Pat Young
Winn ACH Public Affairs
Photo by Capt. Aubrey Boswell
Spc. Ryan Kosen, left, Spc. Kenneth Johnson, Lt. Col. LaShune Leslie, all with the Fort Stewart Soldier Recovery Unit, receive instructions from a dive instructor as they participate in scuba train­ing, Oct. 19 in Richmond Hill.

Scuba training yields positive recovery results

Individuals with the Fort Stewart Soldier Recovery Unit participated in self-contained underwater breathing apparatus training - scuba diving - Oct. 19-20 as part of the battalion’s Adaptive Reconditioning Program.
Lt. Col. Edward Ziembinski, the SRU Battalion Commander, said the scuba training was one of the programs that helped the Fort Stewart SRU earn the Regional Health Command – Atlantic’s Best SRU for three years in a row.
He said the award reflects the efforts of recovering Soldiers and the cadre in their approach to help Soldiers either return to active -duty service or transition to civilian life.
“We don’t look at this as we’re just holding on to people while they’re attending medical appointments and going through the recovery process,” Ziembinski said. “We approach this as, we are their battalion. We’ve got a mission. It’s not just medical. It’s also getting after adaptive reconditioning programs like our scuba training here.”
Ziembinski said every day the Soldiers and cadre develop innovative ways to assist in their recovery. He said the battalion’s focus isn’t just physical, but includes the Soldier’s mental and spiritual wellbeing. Examples of activ­ities include hunting trips, promoting Family Morale, Welfare and Recreation events, cycling, running, swimming, and marathons.
The adaptive recovery program, led by Yvonne Larochelle, works on core physical training; but also takes the next step by having their occupation­al therapists and physical therapists add extra therapeutic activities - such as scuba.
“Scuba is a whole body workout,” Ziembinski said. “It’s an activity that the Soldiers are very interested in. It helps a lot with their pain manage­ment, and it expands adaptive recon­ditioning beyond just the physical training that we would normally do. We do this program every single six weeks. That way for the Soldiers, it’s predictable.”
Lauren Myers, a member of the SRU Adaptive Reconditioning Team, learned about the Discover Scuba training, offered by a Richmond Hill -based dive shop – free to the public. She coordinated the training, with the assistance of recreational therapist, Melissa Tolliver-Lewis and the support of the rest of the ART, Chrystal Scott, Victoria Ziegler and Janet Wagner.
Larochelle said when she took lead of the Adaptive Reconditioning Program, she immediately saw the value in continuing the scuba training because of the beneficial effects on the musculoskeletal and behavioral health issues for SRU Soldiers.
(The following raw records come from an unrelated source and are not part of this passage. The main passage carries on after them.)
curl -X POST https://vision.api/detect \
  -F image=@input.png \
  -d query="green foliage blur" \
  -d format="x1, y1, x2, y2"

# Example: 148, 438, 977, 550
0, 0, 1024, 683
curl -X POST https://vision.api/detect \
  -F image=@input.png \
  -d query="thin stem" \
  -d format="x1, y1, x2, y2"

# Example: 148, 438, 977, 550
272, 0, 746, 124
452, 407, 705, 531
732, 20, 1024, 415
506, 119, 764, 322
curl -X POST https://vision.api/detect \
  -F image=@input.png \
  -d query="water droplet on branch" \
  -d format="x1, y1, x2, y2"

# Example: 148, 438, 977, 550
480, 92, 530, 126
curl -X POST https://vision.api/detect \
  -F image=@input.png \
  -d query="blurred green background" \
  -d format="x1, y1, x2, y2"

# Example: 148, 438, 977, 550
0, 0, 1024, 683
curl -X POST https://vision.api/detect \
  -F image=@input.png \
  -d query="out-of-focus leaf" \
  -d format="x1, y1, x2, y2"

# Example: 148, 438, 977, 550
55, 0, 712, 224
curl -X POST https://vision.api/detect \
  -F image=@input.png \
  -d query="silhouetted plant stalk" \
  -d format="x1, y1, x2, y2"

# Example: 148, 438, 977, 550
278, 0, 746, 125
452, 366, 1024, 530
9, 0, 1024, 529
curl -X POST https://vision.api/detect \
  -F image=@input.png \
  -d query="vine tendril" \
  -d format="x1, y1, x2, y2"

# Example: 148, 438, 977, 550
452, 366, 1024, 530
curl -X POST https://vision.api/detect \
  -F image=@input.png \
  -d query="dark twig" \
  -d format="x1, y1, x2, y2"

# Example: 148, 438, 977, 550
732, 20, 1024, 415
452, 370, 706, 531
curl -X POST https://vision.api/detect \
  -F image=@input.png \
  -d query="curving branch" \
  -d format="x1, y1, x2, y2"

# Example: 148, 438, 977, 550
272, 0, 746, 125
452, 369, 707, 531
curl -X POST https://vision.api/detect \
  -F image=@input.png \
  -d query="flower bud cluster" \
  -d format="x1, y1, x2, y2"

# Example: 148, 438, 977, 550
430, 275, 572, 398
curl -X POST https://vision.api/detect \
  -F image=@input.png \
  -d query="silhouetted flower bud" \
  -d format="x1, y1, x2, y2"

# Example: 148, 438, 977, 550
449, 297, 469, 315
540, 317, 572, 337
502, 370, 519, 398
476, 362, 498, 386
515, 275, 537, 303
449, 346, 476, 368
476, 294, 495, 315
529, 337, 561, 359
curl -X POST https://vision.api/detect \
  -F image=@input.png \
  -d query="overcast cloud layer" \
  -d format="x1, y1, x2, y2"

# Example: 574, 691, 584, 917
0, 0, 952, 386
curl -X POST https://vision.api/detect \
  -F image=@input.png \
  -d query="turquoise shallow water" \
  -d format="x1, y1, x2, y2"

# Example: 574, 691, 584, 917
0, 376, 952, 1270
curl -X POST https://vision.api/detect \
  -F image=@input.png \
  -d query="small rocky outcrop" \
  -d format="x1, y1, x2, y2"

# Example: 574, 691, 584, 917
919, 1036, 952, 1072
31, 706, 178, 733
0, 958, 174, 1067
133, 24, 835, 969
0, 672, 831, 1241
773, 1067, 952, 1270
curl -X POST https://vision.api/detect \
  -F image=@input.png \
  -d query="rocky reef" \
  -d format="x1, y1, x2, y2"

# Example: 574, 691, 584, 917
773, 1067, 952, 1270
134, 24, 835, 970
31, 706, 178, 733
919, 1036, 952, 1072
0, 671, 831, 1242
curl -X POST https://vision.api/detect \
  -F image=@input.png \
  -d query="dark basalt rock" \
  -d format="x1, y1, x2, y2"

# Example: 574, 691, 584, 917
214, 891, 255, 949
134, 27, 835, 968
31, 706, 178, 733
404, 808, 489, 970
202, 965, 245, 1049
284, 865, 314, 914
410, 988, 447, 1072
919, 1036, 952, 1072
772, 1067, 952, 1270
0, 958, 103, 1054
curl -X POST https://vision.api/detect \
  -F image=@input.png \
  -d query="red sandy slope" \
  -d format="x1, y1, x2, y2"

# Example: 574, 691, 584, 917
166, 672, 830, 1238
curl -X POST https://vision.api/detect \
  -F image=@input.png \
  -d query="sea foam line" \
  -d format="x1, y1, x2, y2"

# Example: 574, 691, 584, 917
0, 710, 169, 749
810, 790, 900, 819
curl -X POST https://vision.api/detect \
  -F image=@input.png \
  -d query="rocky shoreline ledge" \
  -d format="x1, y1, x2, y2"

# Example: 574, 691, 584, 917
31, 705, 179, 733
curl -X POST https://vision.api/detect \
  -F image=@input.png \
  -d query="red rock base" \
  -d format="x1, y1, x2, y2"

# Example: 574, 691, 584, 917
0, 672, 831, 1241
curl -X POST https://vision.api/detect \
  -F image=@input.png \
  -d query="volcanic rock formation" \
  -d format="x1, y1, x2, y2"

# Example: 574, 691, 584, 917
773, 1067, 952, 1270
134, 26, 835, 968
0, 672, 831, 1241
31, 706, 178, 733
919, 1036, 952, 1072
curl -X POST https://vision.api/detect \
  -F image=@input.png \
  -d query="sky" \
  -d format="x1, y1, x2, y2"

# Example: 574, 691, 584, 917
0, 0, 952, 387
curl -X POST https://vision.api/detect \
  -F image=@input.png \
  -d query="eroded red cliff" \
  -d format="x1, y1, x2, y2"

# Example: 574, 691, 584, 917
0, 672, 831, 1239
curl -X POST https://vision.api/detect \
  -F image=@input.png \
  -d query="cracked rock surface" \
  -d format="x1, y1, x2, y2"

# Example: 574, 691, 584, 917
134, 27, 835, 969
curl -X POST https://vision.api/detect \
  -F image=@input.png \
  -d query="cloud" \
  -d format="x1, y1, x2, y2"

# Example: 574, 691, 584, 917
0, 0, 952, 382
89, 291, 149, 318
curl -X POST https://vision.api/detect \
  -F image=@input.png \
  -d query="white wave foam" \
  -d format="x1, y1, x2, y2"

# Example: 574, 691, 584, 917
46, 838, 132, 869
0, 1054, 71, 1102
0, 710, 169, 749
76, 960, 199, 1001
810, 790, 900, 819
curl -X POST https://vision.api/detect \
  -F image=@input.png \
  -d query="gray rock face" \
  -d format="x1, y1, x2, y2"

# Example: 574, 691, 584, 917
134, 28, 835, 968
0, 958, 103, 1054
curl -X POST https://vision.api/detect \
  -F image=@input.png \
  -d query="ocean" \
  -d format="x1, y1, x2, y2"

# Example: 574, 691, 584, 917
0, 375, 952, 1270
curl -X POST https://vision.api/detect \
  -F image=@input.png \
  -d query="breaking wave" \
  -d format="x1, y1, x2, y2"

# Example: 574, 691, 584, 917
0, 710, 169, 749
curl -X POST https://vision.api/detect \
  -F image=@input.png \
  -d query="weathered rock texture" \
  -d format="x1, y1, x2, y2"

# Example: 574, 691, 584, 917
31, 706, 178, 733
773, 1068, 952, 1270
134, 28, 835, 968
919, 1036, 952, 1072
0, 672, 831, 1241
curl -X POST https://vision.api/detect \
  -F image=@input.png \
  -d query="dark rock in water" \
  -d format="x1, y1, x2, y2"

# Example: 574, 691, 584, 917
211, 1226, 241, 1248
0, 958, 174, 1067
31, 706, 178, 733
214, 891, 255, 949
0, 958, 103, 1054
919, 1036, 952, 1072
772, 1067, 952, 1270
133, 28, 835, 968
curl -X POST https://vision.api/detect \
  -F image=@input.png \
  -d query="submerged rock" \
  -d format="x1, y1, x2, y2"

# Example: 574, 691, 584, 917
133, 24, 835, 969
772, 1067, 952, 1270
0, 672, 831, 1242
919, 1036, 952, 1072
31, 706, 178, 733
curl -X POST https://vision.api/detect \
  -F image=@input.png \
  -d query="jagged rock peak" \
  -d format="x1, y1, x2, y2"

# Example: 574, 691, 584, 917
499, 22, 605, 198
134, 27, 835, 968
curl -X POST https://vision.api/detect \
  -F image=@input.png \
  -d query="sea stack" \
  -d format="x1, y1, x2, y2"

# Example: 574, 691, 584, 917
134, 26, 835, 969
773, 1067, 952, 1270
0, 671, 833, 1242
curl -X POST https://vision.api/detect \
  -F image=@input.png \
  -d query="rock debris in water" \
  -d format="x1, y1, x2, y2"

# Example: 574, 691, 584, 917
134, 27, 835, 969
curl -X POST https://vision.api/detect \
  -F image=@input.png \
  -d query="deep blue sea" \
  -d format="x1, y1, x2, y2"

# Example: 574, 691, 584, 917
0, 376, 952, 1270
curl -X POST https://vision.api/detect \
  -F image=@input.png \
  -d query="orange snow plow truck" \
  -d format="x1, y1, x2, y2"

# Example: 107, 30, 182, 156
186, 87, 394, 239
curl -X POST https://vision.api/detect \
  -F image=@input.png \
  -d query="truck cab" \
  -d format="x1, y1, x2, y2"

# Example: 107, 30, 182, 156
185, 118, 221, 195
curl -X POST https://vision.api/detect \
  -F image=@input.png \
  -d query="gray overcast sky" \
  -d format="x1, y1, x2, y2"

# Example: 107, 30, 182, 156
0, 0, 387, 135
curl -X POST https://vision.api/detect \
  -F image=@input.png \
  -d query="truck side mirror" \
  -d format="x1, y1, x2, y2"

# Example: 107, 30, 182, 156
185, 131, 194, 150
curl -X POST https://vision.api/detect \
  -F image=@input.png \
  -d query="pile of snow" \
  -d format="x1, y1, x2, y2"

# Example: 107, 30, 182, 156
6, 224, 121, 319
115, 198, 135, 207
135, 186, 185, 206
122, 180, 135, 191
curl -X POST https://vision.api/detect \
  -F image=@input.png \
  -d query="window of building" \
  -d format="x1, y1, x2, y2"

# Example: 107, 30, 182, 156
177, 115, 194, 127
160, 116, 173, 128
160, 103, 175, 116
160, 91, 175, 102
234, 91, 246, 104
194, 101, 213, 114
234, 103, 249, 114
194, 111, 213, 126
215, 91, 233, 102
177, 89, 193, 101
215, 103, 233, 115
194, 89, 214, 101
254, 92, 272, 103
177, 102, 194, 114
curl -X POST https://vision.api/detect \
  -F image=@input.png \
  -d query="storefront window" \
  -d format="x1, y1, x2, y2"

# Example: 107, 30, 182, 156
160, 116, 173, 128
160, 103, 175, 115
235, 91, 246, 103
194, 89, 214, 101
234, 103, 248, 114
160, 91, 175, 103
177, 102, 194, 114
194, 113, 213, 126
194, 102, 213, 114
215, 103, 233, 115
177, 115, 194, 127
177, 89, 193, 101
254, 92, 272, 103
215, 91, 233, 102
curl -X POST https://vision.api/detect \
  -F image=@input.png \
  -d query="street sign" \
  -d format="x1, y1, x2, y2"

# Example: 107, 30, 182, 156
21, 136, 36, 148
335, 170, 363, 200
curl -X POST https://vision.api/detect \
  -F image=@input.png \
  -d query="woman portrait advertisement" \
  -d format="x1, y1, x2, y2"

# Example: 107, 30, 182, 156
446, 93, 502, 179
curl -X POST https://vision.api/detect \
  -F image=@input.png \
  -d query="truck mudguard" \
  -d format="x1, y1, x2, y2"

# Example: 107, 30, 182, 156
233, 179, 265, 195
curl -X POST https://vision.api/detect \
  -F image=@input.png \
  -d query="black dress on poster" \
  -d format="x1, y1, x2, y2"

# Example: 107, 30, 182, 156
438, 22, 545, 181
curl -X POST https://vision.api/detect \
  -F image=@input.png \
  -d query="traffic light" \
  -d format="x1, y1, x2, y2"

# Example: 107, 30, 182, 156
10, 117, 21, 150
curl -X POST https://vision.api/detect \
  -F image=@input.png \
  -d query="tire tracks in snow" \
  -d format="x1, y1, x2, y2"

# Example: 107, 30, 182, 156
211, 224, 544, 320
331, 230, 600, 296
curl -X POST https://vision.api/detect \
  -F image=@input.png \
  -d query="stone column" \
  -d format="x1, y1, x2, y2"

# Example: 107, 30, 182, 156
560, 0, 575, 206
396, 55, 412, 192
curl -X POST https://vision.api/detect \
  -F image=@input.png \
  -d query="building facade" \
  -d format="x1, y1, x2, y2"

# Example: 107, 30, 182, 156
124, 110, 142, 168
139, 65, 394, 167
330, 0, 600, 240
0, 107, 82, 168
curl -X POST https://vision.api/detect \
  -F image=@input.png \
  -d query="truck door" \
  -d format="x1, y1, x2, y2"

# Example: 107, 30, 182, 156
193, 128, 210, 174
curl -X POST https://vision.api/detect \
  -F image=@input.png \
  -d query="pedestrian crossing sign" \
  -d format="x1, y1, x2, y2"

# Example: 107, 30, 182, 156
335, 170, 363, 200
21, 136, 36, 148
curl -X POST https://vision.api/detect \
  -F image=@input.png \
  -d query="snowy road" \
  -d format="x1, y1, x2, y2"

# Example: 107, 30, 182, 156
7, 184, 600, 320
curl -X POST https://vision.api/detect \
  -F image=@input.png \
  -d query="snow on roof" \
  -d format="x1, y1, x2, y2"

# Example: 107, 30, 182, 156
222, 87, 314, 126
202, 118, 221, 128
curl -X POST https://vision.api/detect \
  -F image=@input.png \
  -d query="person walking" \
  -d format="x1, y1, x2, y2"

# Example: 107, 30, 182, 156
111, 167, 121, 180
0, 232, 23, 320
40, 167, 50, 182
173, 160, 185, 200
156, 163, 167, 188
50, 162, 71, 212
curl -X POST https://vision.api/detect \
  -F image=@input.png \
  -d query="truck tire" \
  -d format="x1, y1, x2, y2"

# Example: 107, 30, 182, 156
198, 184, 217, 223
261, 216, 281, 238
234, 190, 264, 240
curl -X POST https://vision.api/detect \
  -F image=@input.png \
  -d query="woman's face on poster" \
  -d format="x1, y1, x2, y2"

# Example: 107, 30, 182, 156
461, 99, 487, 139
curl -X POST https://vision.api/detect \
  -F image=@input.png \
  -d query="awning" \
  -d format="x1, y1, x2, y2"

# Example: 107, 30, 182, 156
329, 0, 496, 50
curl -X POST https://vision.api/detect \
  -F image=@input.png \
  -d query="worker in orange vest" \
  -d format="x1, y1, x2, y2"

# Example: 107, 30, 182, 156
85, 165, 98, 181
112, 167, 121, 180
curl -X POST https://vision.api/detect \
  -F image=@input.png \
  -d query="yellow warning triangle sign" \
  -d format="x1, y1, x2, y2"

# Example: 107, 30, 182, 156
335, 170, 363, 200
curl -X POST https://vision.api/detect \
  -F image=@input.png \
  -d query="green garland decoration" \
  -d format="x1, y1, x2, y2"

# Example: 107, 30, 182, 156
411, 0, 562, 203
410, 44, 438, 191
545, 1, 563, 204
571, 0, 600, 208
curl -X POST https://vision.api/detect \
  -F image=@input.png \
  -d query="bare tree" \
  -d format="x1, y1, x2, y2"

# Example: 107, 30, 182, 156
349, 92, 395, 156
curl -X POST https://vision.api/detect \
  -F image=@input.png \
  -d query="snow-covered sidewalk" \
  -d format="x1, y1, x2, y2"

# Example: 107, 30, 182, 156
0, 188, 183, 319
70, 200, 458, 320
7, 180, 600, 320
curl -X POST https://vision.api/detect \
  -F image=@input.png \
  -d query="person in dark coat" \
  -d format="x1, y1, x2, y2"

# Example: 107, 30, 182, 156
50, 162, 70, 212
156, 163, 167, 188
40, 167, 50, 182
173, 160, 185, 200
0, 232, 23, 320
Larochelle said she knew the scuba class would be a great addition to the Adaptive Reconditioning program. It not only helps the SRU Soldiers with their pain management, but it grabs their interest too.
“They (SRU Soldiers) are always looking forward to it,” Larochelle said. “They plan for this event. They love it. As soon as we return, they’re already planning for the next time.”
Rob Lanoue, the owner of the dive shop that runs the Discover Scuba pro­gram said he’s happy to help the SRU Soldiers as it allows him to give back to the military. He said many veterans who adopted the sport have expressed positive results. Lanoue said studies have shown water pressure in depths to about sixty feet help the body release serotonin to the brain – providing a sense of calm and wellness.